Written by: Rana Khaled Awwad
Edited by: Monda Salem, Mona Timor Shehata
Published by: Amira Haytham
I always ask myself this question and spontaneously find myself answering: “Yes, I always cultivate power more than I harvest, and the outcome is not always sufficient to compensate for the power invested in the income.”
I admit that these thoughts are deadly; I’m experiencing them now; especially when it comes to these questions: What should I do more? Did I care less than I should?! But I did a lot and gained nothing in return! That’s not the result I expected when I invested all my power to achieve it! I don’t fit in this place?
It seems like you’re blowing a balloon with a hole or pushing a wall; both won’t give you any response no matter how hard you try each time.
But maybe that’s the problem; that we keep pushing a wall. Or in other words: that we keep exerting efforts in the wrong direction.
It’s just like a puzzle; you force some pieces to fit with others and you exert a lot of efforts to let them fit; you strive hard to reach this goal, but they don’t fit. Simply, because they aren’t meant to fit; they are not compatible and the effort is not exerted In the right place. You will end up either breaking the pieces or your energy will be depleted.

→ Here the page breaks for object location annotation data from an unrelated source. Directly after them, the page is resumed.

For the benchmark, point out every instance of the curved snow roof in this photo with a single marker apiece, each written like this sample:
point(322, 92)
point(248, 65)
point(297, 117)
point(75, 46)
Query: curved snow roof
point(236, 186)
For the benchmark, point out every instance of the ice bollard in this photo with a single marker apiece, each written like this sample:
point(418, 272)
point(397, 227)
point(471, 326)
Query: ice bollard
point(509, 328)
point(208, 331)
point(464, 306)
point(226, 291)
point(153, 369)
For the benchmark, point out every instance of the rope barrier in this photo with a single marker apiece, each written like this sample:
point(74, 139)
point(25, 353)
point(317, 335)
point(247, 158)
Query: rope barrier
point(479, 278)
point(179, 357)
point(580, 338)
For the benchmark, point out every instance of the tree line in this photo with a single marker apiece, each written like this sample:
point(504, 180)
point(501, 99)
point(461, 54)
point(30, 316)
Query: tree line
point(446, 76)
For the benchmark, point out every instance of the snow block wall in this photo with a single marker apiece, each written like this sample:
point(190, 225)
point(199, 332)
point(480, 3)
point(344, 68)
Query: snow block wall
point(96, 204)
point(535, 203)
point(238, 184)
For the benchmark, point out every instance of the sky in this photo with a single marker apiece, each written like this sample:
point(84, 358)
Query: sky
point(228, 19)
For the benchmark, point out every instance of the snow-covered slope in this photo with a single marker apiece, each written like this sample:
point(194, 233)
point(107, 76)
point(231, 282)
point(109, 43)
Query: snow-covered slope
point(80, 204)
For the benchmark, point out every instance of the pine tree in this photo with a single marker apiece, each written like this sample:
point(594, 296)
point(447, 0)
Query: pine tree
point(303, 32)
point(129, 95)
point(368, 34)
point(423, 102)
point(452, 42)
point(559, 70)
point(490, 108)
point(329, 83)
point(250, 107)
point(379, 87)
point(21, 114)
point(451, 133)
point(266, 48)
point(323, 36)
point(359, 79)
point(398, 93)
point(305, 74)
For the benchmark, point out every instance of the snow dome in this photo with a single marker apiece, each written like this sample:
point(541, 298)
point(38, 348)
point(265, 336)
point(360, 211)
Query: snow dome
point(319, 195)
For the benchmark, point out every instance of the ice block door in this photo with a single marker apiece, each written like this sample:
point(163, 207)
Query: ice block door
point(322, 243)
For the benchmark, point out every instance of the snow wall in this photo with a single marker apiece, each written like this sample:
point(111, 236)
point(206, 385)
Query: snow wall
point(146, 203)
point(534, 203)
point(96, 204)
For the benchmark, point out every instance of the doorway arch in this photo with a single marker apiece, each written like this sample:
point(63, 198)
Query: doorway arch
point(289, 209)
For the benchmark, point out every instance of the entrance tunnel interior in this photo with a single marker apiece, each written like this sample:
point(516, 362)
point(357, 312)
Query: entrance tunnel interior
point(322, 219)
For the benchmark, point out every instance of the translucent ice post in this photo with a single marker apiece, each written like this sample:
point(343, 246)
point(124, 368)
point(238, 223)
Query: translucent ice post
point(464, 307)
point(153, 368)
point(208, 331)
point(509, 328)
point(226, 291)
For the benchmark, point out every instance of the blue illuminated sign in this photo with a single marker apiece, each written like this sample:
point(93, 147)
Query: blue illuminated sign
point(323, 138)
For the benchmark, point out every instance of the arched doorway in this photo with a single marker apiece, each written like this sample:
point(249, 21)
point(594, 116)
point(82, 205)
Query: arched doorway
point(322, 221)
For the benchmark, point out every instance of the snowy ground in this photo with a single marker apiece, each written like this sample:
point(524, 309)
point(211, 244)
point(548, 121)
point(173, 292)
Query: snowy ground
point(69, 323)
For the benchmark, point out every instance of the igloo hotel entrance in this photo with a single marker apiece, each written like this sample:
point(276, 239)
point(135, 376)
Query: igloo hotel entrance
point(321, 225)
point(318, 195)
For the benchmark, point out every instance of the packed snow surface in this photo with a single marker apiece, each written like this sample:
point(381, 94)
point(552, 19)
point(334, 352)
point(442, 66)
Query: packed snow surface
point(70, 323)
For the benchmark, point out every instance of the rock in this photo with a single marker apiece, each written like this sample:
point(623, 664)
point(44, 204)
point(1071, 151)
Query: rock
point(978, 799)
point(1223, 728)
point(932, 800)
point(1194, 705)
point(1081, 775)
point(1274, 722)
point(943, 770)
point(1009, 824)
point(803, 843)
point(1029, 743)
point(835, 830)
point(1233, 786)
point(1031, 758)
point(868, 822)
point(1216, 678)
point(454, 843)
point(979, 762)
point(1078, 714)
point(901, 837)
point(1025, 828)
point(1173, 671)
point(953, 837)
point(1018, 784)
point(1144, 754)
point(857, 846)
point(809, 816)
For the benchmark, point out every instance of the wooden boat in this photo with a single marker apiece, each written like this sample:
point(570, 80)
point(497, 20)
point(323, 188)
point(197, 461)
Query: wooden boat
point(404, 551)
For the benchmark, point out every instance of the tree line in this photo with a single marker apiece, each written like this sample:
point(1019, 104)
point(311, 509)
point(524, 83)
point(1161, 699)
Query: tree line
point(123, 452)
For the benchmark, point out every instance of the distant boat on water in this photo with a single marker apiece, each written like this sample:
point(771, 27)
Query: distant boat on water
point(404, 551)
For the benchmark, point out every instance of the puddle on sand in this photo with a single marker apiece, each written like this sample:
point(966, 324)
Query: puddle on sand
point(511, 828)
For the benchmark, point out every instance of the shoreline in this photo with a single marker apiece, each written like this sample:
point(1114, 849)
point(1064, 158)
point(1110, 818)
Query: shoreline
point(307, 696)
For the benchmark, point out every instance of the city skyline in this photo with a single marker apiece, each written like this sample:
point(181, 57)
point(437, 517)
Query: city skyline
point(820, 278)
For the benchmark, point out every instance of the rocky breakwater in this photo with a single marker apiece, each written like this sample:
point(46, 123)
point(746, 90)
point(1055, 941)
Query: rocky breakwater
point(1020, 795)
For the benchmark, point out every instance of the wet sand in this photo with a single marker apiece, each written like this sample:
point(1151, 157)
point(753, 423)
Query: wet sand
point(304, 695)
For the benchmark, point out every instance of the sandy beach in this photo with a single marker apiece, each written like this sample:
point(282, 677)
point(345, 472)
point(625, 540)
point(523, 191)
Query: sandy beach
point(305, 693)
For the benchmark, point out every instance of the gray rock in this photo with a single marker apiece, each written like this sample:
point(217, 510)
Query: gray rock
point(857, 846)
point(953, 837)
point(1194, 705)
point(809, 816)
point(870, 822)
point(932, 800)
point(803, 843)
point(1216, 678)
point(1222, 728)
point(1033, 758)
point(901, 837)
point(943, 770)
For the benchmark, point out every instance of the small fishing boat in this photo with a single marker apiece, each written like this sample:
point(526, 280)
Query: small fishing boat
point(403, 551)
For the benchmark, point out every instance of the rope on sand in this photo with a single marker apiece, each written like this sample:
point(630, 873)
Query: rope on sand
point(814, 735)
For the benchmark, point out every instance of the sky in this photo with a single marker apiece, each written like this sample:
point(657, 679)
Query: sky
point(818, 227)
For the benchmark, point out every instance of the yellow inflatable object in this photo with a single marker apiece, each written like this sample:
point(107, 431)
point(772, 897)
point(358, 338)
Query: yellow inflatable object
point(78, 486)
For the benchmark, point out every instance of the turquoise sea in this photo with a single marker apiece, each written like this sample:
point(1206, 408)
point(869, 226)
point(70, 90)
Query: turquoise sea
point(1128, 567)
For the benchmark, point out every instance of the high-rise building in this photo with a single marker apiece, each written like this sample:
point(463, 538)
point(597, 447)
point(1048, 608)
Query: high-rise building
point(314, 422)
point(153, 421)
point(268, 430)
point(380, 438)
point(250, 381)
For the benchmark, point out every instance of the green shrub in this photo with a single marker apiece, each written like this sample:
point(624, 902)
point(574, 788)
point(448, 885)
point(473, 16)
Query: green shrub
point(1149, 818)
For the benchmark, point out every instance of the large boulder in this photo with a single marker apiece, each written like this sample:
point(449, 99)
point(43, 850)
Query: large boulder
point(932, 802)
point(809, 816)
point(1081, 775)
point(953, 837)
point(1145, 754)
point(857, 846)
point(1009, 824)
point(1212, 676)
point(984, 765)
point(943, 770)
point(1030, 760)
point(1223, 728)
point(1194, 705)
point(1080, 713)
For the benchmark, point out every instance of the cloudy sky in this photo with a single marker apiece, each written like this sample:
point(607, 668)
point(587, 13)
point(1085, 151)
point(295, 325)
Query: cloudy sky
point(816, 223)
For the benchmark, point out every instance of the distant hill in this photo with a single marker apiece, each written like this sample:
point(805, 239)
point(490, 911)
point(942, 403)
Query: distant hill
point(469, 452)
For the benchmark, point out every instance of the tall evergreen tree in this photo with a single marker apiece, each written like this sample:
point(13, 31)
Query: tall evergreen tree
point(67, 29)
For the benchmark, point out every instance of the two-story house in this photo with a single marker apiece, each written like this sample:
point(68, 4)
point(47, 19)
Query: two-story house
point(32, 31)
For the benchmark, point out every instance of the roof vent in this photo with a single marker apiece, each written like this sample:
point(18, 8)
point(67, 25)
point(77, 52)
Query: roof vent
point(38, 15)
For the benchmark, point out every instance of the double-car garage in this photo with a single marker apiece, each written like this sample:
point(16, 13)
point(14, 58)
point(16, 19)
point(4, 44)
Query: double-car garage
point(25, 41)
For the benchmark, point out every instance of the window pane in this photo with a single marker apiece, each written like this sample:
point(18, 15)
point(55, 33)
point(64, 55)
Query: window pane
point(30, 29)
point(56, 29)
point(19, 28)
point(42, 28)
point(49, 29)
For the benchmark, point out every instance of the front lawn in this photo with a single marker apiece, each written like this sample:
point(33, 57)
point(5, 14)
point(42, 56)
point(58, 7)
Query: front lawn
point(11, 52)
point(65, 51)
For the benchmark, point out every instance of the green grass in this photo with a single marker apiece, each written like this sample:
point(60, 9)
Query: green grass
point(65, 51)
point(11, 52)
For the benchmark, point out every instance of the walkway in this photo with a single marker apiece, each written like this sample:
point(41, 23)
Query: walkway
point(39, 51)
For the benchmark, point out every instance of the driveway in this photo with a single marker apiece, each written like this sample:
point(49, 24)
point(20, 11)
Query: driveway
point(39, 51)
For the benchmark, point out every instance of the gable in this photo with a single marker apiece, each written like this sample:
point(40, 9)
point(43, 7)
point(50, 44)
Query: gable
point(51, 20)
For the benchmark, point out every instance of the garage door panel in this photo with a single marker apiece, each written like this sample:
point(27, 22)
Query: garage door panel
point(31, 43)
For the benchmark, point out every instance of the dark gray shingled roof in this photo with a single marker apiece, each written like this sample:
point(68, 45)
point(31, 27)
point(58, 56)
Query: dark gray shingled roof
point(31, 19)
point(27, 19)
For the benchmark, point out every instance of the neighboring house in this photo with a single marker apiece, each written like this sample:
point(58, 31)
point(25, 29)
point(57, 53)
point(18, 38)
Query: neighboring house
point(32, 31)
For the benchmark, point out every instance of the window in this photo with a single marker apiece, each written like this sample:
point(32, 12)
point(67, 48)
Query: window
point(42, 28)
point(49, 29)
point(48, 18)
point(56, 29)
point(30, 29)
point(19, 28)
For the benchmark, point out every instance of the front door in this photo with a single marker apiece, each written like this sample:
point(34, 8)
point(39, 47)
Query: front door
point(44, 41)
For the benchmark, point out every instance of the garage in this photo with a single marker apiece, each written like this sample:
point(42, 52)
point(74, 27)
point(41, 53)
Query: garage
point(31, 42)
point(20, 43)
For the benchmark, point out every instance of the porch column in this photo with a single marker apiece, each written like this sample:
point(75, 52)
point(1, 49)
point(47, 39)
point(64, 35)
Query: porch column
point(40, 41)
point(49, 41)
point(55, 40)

It could be applied in a lot of situations in our lives: studying, working, relationships, where you keep investing power in the wrong direction.
But how could I possibly know that I am on the right track?
Besides that, our intuition plays a great role in determining the direction of our progress, you can simply infer whether you’re exerting effort on the right track or not by observing the results, even if they are not the desired ones.
As an SAT student, I’ve always been struggling to achieve the score I want for the first 4 trials and never attained it. Even if my scores were good, I visualized myself as a failure, because I never got to get the score I set my mind on, although I’ve always achieved higher whenever I enter a trial than the previous score. Each time the scores came out, I got depressed and cried a lot no matter how high my score increased; it’s still not the score I strived very hard to get. However, I never stopped trying and I kept this in mind “Trial-error-trial-error-trial-error-trial-IT” then no matter how many time I try and fail to reach my goal, one day I will have IT.
On my fifth trial, I got the score of my dreams finally; I was extremely happy because I tried very hard, invested a lot, tried a lot, and after failing a lot; I got it, my target. It tastes different when you achieve your dream after several trials and a lot of work: it’s like the taste of water after being extremely thirsty from running a thousand miles!
Afterwards, I came to the realization that the previous four trials were just leading me to the success of the fifth.
There’s a statement that may validate my point: “You keep trying to cut a tree 99 times and, when it doesn’t fall, you give up. Until somebody else comes and tries just one more time, the hundredth, and does it!”
In some occasions we truly do the best we could; we exert a lot of energy to reach something with keeping our eyes on our targets, but we are too hasty to find the results, and never consider the possibility that maybe the efforts we exert are leading us closer to the target. Consequently, if you didn’t reach it today, you are definitely taking a step closer to reach it tomorrow. All what you have to do in this journey is to never give up. Keep going as long as you see a progress, even if it’s minor, or not YET the desired goal.
Psychologically, our past experiences are stored in our memories, and subconsciously control our decisions. We have lived long enough to conclude from the environment and atmosphere of both practical and personal lives, whether it’s going on the right or the wrong track, whether we are repeating past mistakes or not, or if we are deluded in the wrong direction. That’s the benefit of making mistakes, even if you didn’t have any experience before and going through new ones with a lot of obstacles and false decisions; they are guidelines for whatever comes next, sooner or later. That’s the benefit of going through a crisis, knowing how to handle them gives you experience and guidance to proceed with your path.
And speaking of experiences, if I had ever learnt something it’s to give up on giving up.